Я прожил много различных жизней и жил в различные времена. Человек, как личность, мало изменился в нравственном отношении за последние десять тысячелетий. Я утверждаю это категорически. Разница между необъезженным жеребенком и терпеливой ломовой лошадью только в дрессировке. Дрессировка
— вот единственное, что в духовном смысле отличает современного человека от дикаря, жившего десять тысяч лет назад. Под тонкой пленкой нравственных понятий, которой современный человек покрыл себя, он все тот же дикарь, каким был десять тысячелетий назад. Мораль — это общественный фонд, мучительное накопление многих веков. Новорожденный ребенок вырос бы дикарем, если бы его не дрессировали, не отполировали с помощью этой абстрактной морали, которая накапливалась так долго, на протяжении столетий.
«Не убий!» Вздор! Они собираются убить меня завтра утром.
«Не убий!» Вздор! В доках всех цивилизованных стран мира строятся сегодня дредноуты и сверхдредноуты. Милейшие мои друзья, я, идущий на смерть, приветствую вас словом «вздор!».
Я спрашиваю вас: где она, та новая, современная мораль, более высокая, чем учение Христа или Будды, Сократа или Платона, Конфуция или неизвестного создателя «Махабхараты»?
Боже милостивый, пятьдесят тысячелетий назад, когда мы жили тотемическими родами, наши женщины были несравненно чище, наши племенные и групповые отношения несравненно нравственнее и строже!
Должен сказать, что мораль, которую мы исповедовали в те далекие времена, была более высокой, чем современная мораль.
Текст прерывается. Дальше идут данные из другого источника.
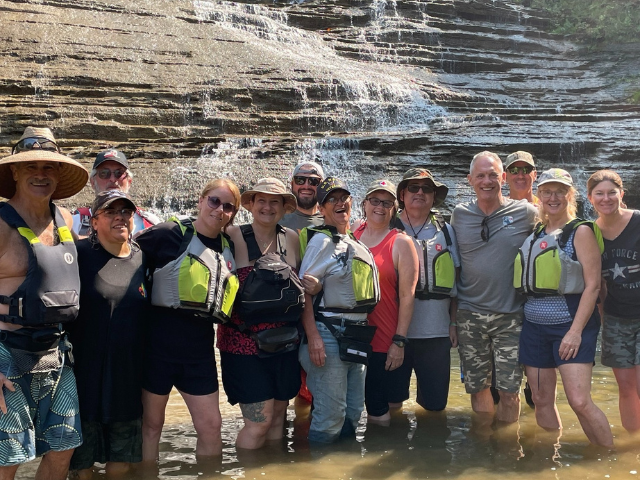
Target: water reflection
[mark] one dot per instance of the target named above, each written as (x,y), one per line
(417,445)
Не отмахивайтесь с пренебрежением от этой мысли. Вспомните про детский труд, который у нас применяется, про нашу политическую коррупцию, про взяточничество полиции, про фальсификацию пищевых продуктов и про торгующих своим телом дочерей бедняков. Когда я был Сыном Горы, когда я был Сыном Быка, проституция была нам неведома. Мы были чисты, говорю вам. Такие глубины порока нам даже и не снились. Так же чисты и теперь остальные животные, стоящие на более низкой ступени развития, чем человек. Да, только человек с его воображением и властью над материальным миром мог придумать все семь смертных грехов. Другие животные, низкие животные, не знают греха.
Я торопливо оглядываюсь назад, на множество моих жизней, прожитых в иные времена и в иных странах. Нигде никогда не встречал я жестокости более страшной или хотя бы столь же страшной, как жестокость нашей современной тюремной системы. Я уже рассказал вам о том, что пришлось мне испытать, когда в первое десятилетие двадцатого века от рождества Христова в тюремной одиночке на меня надели смирительную рубашку. В давние времена мы карали тяжко и убивали быстро. Мы поступали так, потому что таково было наше желание или, если хотите, наша прихоть. Но мы никогда не лицемерили. Мы никогда не призывали к себе на помощь печать, церковь или науку, дабы они освятили своим авторитетом нашу варварскую прихоть. Если мы хотели что-либо совершить, мы совершали это открыто, и с открытым лицом встречали укоры и осуждение, и не прятались за спины ученых экономистов и буржуазных философов или состоящих у нас на жалованье проповедников, профессоров, издателей.
Да, сто лет назад, пятьдесят лет назад, даже пять лет назад здесь у нас в Соединенных Штатах нанесение легких увечий в драке не влекло за собой смертной казни. А вот в этом году, в году 1913 от рождества Христова, в штате Калифорния именно за такое преступление повесили Джека Оппенхеймера, а завтра за такое же, караемое смертной казнью, преступление — за удар кулаком по носу — меня выведут из камеры и повесят. Не правда ли, нельзя утверждать, что обезьяна и тигр умерли в душе человека, если подобные законы входят в уголовный кодекс штата Калифорния в году 1913 от рождества Христова? Боже милостивый, Христа всего лишь распяли! Джека Оипенхеймера и меня пытали куда страшнее.